You need to know the weight distribution of the cabinet. Is there a heavy door, for instance? If you can deduce where the centre of mass lies (X,Y co ordinates then your ideas about levers and a fulcrum are along the right lines. Treat the contact point with the vertical board as the fulcrum and take moments about it. You have the Weight force X the distance from the wall of the CM (that will be the clockwise moment) and the Force on the anchor point (your unknown) X its distance from the fulcrum. You can say they make two sides of an equation with one unknown, which is easily solved.
Weight force is Mass X g (=950N near enough)
If this is a real practical problem, you can find where the CM lies by finding where it balances, when it's vertical.
Note: one force is horizontal and the other force is vertical but this is fine for calculations with Moments.

6. Apr 15, 2017

### CWatters

I wasn't suggesting putting timber in the cavity. Just fix the batten through the plasterboard into the metal frame? Or isn't the back of the cabinet recessed?

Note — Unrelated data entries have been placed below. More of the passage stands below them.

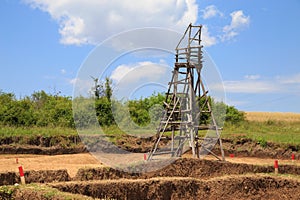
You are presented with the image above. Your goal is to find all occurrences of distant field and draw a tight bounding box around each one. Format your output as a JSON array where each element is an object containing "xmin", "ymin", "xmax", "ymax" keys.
[{"xmin": 246, "ymin": 112, "xmax": 300, "ymax": 122}]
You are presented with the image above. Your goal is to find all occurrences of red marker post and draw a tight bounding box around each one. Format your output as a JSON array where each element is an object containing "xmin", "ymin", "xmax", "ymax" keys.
[
  {"xmin": 19, "ymin": 166, "xmax": 26, "ymax": 184},
  {"xmin": 292, "ymin": 153, "xmax": 295, "ymax": 163},
  {"xmin": 274, "ymin": 160, "xmax": 278, "ymax": 175}
]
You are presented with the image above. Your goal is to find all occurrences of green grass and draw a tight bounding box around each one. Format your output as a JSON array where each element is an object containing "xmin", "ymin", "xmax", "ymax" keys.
[
  {"xmin": 0, "ymin": 184, "xmax": 93, "ymax": 200},
  {"xmin": 0, "ymin": 120, "xmax": 300, "ymax": 146}
]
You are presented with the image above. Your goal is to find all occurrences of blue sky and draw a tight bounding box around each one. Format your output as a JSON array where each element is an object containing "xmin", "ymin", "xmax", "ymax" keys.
[{"xmin": 0, "ymin": 0, "xmax": 300, "ymax": 112}]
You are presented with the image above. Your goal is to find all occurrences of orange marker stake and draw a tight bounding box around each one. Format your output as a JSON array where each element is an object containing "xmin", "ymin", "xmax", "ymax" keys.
[
  {"xmin": 274, "ymin": 160, "xmax": 278, "ymax": 175},
  {"xmin": 292, "ymin": 153, "xmax": 295, "ymax": 163},
  {"xmin": 19, "ymin": 166, "xmax": 26, "ymax": 185}
]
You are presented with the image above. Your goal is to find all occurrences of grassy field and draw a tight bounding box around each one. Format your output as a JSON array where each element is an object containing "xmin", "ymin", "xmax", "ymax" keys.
[
  {"xmin": 222, "ymin": 112, "xmax": 300, "ymax": 145},
  {"xmin": 246, "ymin": 112, "xmax": 300, "ymax": 123},
  {"xmin": 0, "ymin": 112, "xmax": 300, "ymax": 146}
]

Could also replace the plaster board with a stronger cement board?

7. Apr 16, 2017

### Davem27

Thanks CWatters. This was a thought but we couldn't hit enough steel studs to comply with the FIRA regs we need to.
Sophiecentaur. Thanks for your response. Thats a great answer which i will work with. Much appreciated!

8. Apr 16, 2017

### Davem27

Having researched further,i am perplexed!! can anyone help?! i am sure it is a simple equation, but it has me stumped! i have updated my drawing with further info that may help!!

9. Apr 16, 2017

### sophiecentaur

Now you have the measurements (in particular, the position of the CM) you can use the method in my post #5. You have the relevant distances and the weight force. Write out the equation on paper. On the next line, put in the values you know. Multiply the two numbers on the left and divide by the number on the right (the vertical distance from the fulcrum to the anchor point. The answer will be the Force F you want.
It should come to less than the Weight (950N).
950X200=F X (724-95)
You are asking for a Force in kg. The SI system doesn't do forces in kg. The strengths of materials and components are always quoted in Newtons. But it's easy to remember that 1kg weighs 10N. The shear force (downwards) on that anchor could be anything between zero and 950N, depending on the sharing of the weight between it and the lower pivot. If it is screwed in with some slop, it will be zero when the cabinet has settled onto the lower pivot; the only force will be pulling it out. Value, roughly one third of the weight because of the leverage. (ratio of the two lengths involved).
If 300+N seems a lot for the plasterboard, use a number of fixings to divide the force by two or three. All good fixings have their strength specified and so will plasterboard. Don't forget to take into account the intended contents of the cabinet. (Full of gold bars?) The loads could easily be several times what y ou calculate - even if it's just books or paint cans. [Edit - sorry, I realise you've done that already]

10. Apr 16, 2017

### Davem27

Thank you very much. You put it very logically, and i can certainly follow that! The cabinet's fully laden weight including the self weight is 95kg (actually less, but i have over specified it). the load is spread over 4 fixings which rate at 10kg per fixing.

11. Apr 16, 2017

### sophiecentaur

You just need to ascertain whether this 40kg rating refers to shear load or perpendicular load. That is a relevant concern. Hope it's good enough for your purpose.